Why it matters for the profession

This shift isn’t just about technology. It’s about strengthening trust in the audit process both for the auditors doing the work and the stakeholders relying on the results.

With a modular, data-driven approach, audit guidance becomes easier to maintain and faster to update. Changes to standards can be reflected instantly across all related materials. There’s a clear audit trail. Teams know they’re always working with the latest version. And when AI enters the picture, it’s working off a reliable foundation — not a patchwork of half-forgotten PDFs.

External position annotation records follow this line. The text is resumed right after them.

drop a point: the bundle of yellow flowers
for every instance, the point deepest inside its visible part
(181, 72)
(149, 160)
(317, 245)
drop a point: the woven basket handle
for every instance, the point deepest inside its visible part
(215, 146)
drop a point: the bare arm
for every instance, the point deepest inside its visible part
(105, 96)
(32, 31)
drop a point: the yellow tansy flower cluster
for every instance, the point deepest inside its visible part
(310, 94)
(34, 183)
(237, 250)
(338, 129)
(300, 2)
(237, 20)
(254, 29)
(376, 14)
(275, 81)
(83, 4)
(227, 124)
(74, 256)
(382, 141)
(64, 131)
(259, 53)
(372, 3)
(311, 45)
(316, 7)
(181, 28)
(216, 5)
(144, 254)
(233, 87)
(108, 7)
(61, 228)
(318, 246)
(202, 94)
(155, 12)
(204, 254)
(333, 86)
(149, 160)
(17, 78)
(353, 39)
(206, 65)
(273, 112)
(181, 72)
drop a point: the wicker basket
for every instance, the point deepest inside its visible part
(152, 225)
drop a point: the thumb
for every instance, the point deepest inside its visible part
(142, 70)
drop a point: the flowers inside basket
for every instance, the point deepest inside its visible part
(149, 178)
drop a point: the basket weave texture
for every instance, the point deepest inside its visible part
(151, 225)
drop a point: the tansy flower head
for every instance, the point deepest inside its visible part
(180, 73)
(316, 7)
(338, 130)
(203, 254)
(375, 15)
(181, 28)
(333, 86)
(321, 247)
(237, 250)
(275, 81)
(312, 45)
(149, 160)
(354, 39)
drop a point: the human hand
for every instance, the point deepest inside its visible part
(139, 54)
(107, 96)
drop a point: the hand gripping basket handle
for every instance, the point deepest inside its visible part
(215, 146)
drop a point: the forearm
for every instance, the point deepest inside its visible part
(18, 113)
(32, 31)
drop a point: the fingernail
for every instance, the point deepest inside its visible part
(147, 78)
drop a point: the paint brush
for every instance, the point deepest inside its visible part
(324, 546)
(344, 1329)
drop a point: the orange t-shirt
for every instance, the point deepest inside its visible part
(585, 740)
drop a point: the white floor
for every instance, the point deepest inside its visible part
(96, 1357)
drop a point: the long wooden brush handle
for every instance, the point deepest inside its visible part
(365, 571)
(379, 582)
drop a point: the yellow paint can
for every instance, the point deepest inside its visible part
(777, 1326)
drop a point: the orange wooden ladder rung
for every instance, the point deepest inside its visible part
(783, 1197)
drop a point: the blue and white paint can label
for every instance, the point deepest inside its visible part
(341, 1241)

Even more importantly, this approach creates space for auditors to do what they’re trained to do: apply professional judgment. When guidance is clear, consistent, and easy to access, less time is spent hunting for answers and more time is spent analyzing and advising.

Same role, new tech

It’s easy to forget how much the profession has already changed. At Propylon, we’ve worked with audit and accounting firms for over 25 years. We’ve gone from ticking boxes on paper to working in cloud-based platforms. From calculators to Excel. From literal files to digital ones.

But each of those shifts wasn’t just about efficiency; it was about unlocking new levels of insight and professionalism.

Today’s transformation is no different. As audit enters this next phase, the firms that thrive will be the ones that treat knowledge not as something to store, but as something to structure, connect, and use in smarter ways.

Audit has always been about getting the details right. But now, getting the process right may be just as important.